Audio By Carbonatix
Bank of Ghana (BoG) Governor, Dr Johnson Asiama, has justified the Central Bank’s recent regulatory guidelines on the importation and exportation of foreign currencies, as well as rules on pricing and advertising in dollars.
He explained that the directives are not new but part of the Bank’s renewed effort to strictly enforce existing Foreign Exchange and Anti-Money Laundering regulations.
“These are not new issues, but the difference now is that we are closing the gaps, tightening oversight, and enforcing discipline,” Dr.
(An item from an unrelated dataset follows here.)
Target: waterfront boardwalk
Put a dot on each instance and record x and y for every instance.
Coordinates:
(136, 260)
Asiama told Joy Business.
The Governor noted that some businesses have criticised the guidelines as harsh, but argued that the practices being targeted undermine the strength of the cedi.
“I want to assure you that the Bank of Ghana and other agencies like the Ministry of Finance are acting firmly to tackle them,” he added.
Background
On August 27, 2025, the BoG announced amendments to its guidelines on the importation and exportation of foreign currency.
The Bank emphasised that the directive aligns with global Anti-Money Laundering standards.
It reminded travellers that carrying more than $10,000 (or its equivalent in other foreign currencies and monetary instruments) without declaration is prohibited.
The Bank also reiterated that unlicensed forex dealings, black market transactions, pricing or advertising in foreign currencies, issuing receipts, or making and receiving payments in dollars within Ghana are strictly banned under the Foreign Exchange Act, 2006 (Act 723).
Unauthorised Foreign Transactions
Dr. Asiama disclosed that rules on cash declarations at borders have been tightened to align with global best practices.
“We are re-enforcing a long-forgotten rule that travellers must complete foreign exchange declaration forms for amounts above $10,000, and large amounts exceeding $50,000,” he explained.
He also revealed that an interagency task force is investigating the misuse of import declaration forms, with several culprits already confessing to misconduct.
“Those who exploit the loopholes, whether offshoring, feeding the black market, or filing fake imports, will face firm sanctions,” he stressed.
On large corporate foreign exchange withdrawals, the Governor said new restrictions were necessary to correct market distortions.
He emphasised that companies are expected to use traceable, electronic settlement channels rather than bulk cash.
According to him, some of the bulk withdrawals from the banking system were being diverted to the black market in “millions of dollars weekly.”
He assured that the Bank of Ghana is shutting down such practices to stabilise the market.